Hope for the little guys
A revolution in energy costs has been sweeping the world over the last five years. Or at least, a lot of the world. Technology has driven down the costs of wind, solar and natural gas based energy to levels where, increasingly, they are cheaper alternatives to coal-fired electricity. Compared to 8 cent a kilowatt hour electricity coming from new greenfield coal plants, competitive auctions for wind and solar generation are repeatedly seeing prices of 4 cents or below, or half the cost of coal-based power. With wind and solar making up over half of all new installed generation capacity worldwide in 2017, the prospect of significantly lower energy costs – permanently lower – is getting brighter.
There has however been one problematic aspect of this revolution: it’s only for the big guys.
While the aggregate global numbers of wind and solar penetration have been very impressive, and the number of auctions with bids in the 4 cents or lower range continues to increase, the benefits have been so far going exclusively to big economies. If we look at the list of Emerging Market countries with low cost auctions, we can see they are either large countries (India, Mexico, Argentina, South Africa, Peru) and/or high to medium-high income (Chile, the UAE, Saudi Arabia). The much larger number of smaller economies is… nowhere to be seen.

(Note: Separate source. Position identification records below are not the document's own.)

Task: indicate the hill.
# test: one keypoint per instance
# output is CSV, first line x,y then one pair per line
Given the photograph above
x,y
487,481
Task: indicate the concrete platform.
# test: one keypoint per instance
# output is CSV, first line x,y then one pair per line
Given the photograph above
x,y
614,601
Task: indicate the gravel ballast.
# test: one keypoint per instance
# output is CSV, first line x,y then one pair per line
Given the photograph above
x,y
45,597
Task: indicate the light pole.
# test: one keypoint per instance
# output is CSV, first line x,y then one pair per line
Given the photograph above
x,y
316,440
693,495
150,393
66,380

This is potentially a very big problem. If smaller economies, especially low-income economies, are going to be unable to participate in this energy cost revolution, it is a big issue. It does not take much imagination to see a future where larger, better-off economies reduce their energy costs by 50%, and lower-income economies fail to make the same reductions and fall further behind in competitiveness relative to their richer neighbors. Having electricity costs at 8 cents, or more, when neighbors have it at 4 cents, or less, is not good. Yet one more disadvantage for countries further back on the development ladder.
This is why this month’s announcement out of Senegal is so important.
On April 6, 2018, the Government of Senegal announced the results of its first competitive auction for solar generation. The auction, supported by the World Bank Group’s IFC (International Finance Corporation), replaced the Government’s previous negotiated agreement procurement approach. Under the auspices of the IFC’s “Scaling Solar” methodology, the auction awarded a total of 60 MW of generation rights under a PPA (Power Purchase Agreement) to the grouping of ENGIE and Meridiam. The winning bids? 3.8 and 3.98 Euro cents a kilowatt hour.
This is the first time that a smaller, lower-income economy has successfully tendered for new electricity generation at prices similar to what “the big boys” have been achieving. It augurs very, very well for more broadly-based future economic growth and competitiveness, and for the prospects of lower-income and smaller economies. Three cheers!
Let’s take a closer look. Senegal has a small electric grid: total system capacity is about 700 MW. In 2016, the average tariff was around 24 US cents a kilowatt hour. Yes, 24 cents. And the World Bank estimated a couple of years earlier, in 2014, that full costs of the system might be about 40% higher than what that tariff reflects. At those numbers, that’s (1) expensive power for Senegalese users, and (2) impossible for the country’s power utility to stay afloat financially.
While this first auction was for less than 10% of the system’s capacity, Senegal now has a path forward to cut its power costs – by a lot – probably as much 2/3, accounting for transmission and distribution costs. What a dramatic difference it will make to the Senegalese economy, and to the Senegalese, if electricity prices come down by more than half over the coming years. And if the state-owned power utility, SENELEC, stops losing more than 1% of GDP. So not only will Senegal not fall further behind its bigger international competitors, but it will see a bigger difference, and a bigger positive impact, from being able to cut power prices like the others are doing. Assuming, of course, that it repeats this experience.
Three cheers again – for Senegal, its partners that made this happen, and for smaller economies.